Personal information
- Full name: Gilbert Arthur Alsop
- Date of birth: 22 September 1908
- Place of birth: Frampton Cotterell, England
- Date of death: 16 April 1992 (aged 83)
- Place of death: Walsall, England
- Height: 5 ft 6 in (1.68 m)
- Position: Forward

Youth career
- ?–1927: Latteridge

Senior career*
- Years: Team / Apps / (Gls)
- 1927–1929: Bath City
- 1929–1931: Coventry City / 16 / (4)
- 1931–1935: Walsall / 160 / (126)
- 1935–1937: West Bromwich Albion / 1 / (0)
- 1937–1938: Ipswich Town / 39 / (30)
- 1938–1948: Walsall / 106 / (68)
- Total:  / 322 / (228)

= Gilbert Alsop =

English footballer

Gilbert Arthur Alsop (22 September 1908 – 16 April 1992) was an English professional footballer who played as a forward in the Football League for Coventry City, Walsall, West Bromwich Albion and Ipswich Town.

==Early life==
Alsop was born in Frampton Cotterell, Gloucestershire to Arthur George Alsop, a coal miner, and Florence Caroline Alsop (née Thornell). He had three older siblings; Frederick, Hilda and Arthur.

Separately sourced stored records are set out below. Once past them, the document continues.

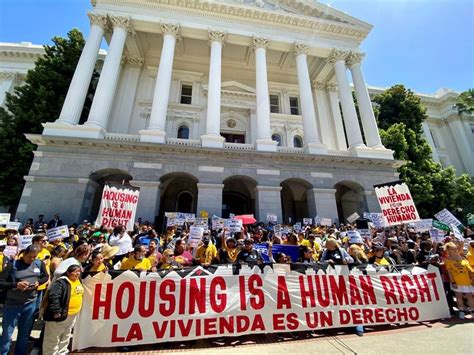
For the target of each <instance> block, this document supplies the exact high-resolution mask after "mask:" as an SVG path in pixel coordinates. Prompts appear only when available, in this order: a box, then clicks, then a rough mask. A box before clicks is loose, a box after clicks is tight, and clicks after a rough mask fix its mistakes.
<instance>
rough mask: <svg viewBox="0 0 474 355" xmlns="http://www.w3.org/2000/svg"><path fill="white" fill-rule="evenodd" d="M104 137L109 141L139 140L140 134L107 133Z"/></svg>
mask: <svg viewBox="0 0 474 355" xmlns="http://www.w3.org/2000/svg"><path fill="white" fill-rule="evenodd" d="M105 139H106V140H110V141H122V142H139V141H140V136H137V135H135V134H124V133H107V134H106V135H105Z"/></svg>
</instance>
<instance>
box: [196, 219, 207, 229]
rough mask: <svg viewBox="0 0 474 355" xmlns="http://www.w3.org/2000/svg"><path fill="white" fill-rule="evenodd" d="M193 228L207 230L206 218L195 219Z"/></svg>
mask: <svg viewBox="0 0 474 355" xmlns="http://www.w3.org/2000/svg"><path fill="white" fill-rule="evenodd" d="M194 226H195V227H202V228H204V229H207V218H196V219H195V220H194Z"/></svg>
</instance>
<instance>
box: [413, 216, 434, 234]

After leaving school, he signed for local amateur side Latteridge for a time, before signing for Southern League Bath City in August 1927.

==Professional career==
In December 1929 he moved to Football League Third Division South side Coventry City on professional terms. He spent two seasons with the Sky Blues but failed to gain a regular starting place, making only 16 league appearances and scoring four times.

He started the first of two very successful spells at Walsall in September 1931, scoring on his debut in a 2–0 win over Doncaster Rovers. He went on to score 15 times in his first season with the Saddlers. In January 1933 he scored the opening goal in Walsall's 2–0 win over Herbert Chapman's Arsenal in the FA Cup. A result still regarded as one of the greatest FA Cup upsets of all-time.

After a remarkable scoring return of 40 goals in all competitions in 1933–34 and 48 goals in all competitions in 1934–35, Alsop attracted the attention of clubs further up the league and moved to First Division West Bromwich Albion in November 1935. However, Alsop found his first team opportunities were severely limited by the form of W. G. Richardson and Harry Jones, managing only one league appearance for the club in his two seasons at The Hawthorns.

Alsop signed for Ipswich Town in May 1937 and scored 30 goals in 39 senior matches in the Southern League and the Third Division South. He scored in Ipswich's first ever match in the Football League – a 4–2 victory over Southend United in August 1938.

He returned to Walsall in October 1938 and, despite the outbreak of war, made a further 106 appearances and continued his prolific goalscoring form for the Midlands side. He played his last full season at Fellows Park as player-coach to Walsall's third team in 1947–48, before eventually retiring in May 1948. In all competitions, Alsop played 324 times for Walsall and scored 226 goals.

==Later life==
Alsop worked behind the scenes at Fellows Park for a further 20 years or so after retiring and later became groundsman of the playing fields adjoining Walsall Arboretum. He was still attending home games at Bescot Stadium, right up to his death in April 1992 at the age of 83.